Failures close the connection (worker side) or send a TypeError envelope (server side) and disconnect.
Message types
| Type | Direction | Payload | Purpose |
|---|---|---|---|
register | worker → server | RegisterPayload | First HTTP register call (not WS) |
registered | server → worker | RegisteredPayload | Confirms worker_id |
heartbeat | worker → server | HeartbeatPayload | Liveness + resource usage (every 30s) |
job | server → worker | JobPayload (with DeployPayload) | Dispatch a deploy/restart/start/stop/delete |
job_status | worker → server | JobStatusPayload | Mid-job progress (0–100) |
job_result | worker → server | JobResultPayload | Terminal job outcome |
app_status | worker → server | AppStatusPayload | App stopped / state change |
violation | worker → server | ViolationPayload | OOM / disk / crashloop notice |
runtime_log | worker → server | RuntimeLogPayload (batch) | Container stdout/stderr lines |
build_log | worker → server | BuildLogPayload | Streaming build output |
app_stats | worker → server | AppStatsPayload | CPU/memory snapshots |
error | server → worker | ErrorPayload | Structured error report |
Connection lifecycle (worker side)
Constants in internal/worker/transport.go:
- Handshake timeout — 10 s
- Write deadline — 10 s
- Pong wait — 90 s
- Ping period — 72 s
Reconnect semantics
Two design rules in connectAndServe() keep the wire state coherent across drops:
outSeqis monotonic across reconnects — never reset. Resetting would open a window where late stale envelopes from the previous connection get accepted with the same seq numbers as fresh ones, corrupting the server's view.- Stale send buffer is drained before a fresh connection starts streaming. Anything queued during the outage carries old timestamps / seq numbers that would now fail the 5-minute clock check anyway, so dropping it locally is cheaper than letting the server reject it.

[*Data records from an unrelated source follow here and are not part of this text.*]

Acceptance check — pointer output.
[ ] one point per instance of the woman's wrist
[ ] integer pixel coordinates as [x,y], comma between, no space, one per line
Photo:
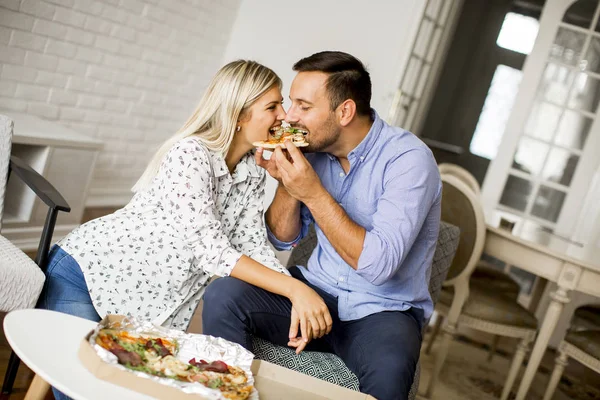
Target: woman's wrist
[291,287]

Server-side acceptSeq uses the sliding-window dedup set, so it accepts whatever first seq the worker sends after a fresh upgrade — no resync handshake needed.
Worker auth on reconnect
Worker WSS upgrade carries Authorization: Bearer <token> — header only, no query-string fallback (the ?api_key= form was removed as part of the 9c571e9 security pass). The token is whatever the worker's tokenFn returns at dial time:
- Preferred: a HS256 JWT with claims
{sub: workerID, key_hash: <api_key_hash>, iat, exp, jti}. The signing key is HKDF-SHA256 overcfg.APIServerSecret()with purposewisehosting-worker-jwt-v1. JWTs are minted at registration and refreshed every ~13 minutes (TTL 15 min, refresh skew 2 min). - Fallback: the raw
api_keyif the JWT is missing or expired (e.g. control-plane downtime during refresh). The raw key always works — JWTs are an additional layer, not a replacement.

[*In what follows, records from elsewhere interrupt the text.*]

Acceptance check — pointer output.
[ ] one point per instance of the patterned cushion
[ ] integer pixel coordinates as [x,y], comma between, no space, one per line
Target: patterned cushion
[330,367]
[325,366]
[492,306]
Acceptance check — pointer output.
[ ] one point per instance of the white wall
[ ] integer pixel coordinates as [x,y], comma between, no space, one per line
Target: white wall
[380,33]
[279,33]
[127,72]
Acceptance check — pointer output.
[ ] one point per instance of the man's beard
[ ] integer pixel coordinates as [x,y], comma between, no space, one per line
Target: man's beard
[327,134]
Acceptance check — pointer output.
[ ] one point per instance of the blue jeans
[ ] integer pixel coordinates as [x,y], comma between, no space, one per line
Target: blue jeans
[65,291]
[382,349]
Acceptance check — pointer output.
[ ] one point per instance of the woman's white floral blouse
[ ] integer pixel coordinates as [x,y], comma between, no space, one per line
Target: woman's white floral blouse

The hub resolves the credential via (*Hub) resolveAuthForUpgrade(token):
- If the token has three dot-separated segments, parse as a JWT and verify the HS256 signature against the HKDF-derived key. On success, fetch the worker row by
claims.Suband requireworker.APIKeyHash == claims.KeyHash— this binds the JWT to the current key, so rotating the API key invalidates every outstanding JWT. - Otherwise, treat the token as a raw API key, hash it (
sha256(rawKey)→ hex), and look up byapi_key_hashviaFindOnlineWorkerByAPIKey.
FindOnlineWorkerByAPIKey matches any worker by key regardless of status — a worker that just went offline from missed heartbeats is still allowed to reconnect, otherwise the scheduler's status flip would lock it out forever.
The dialer also pins NextProtos: ["http/1.1"]. Without this, a CDN that supports HTTP/2 may negotiate h2 via ALPN and silently break the WebSocket upgrade — gorilla/websocket only speaks HTTP/1.1.
On a successful upgrade the hub:
- Closes any existing connection for the same worker ID (
replaced by new connection). - Marks the row
onlineif it wasoffline. - Calls
replayPendingJobs()immediately to re-send assigned-but-un-acked jobs.
Server-side rate limiting
internal/api/ws.go token-buckets log ingress per worker:
- Sustained: 256 KiB/s
- Burst: 1 MiB
- Max line length: 8 KiB
- Max lines per
runtime_logbatch: 5000
Lines beyond these limits are dropped silently to protect the log bus and the database.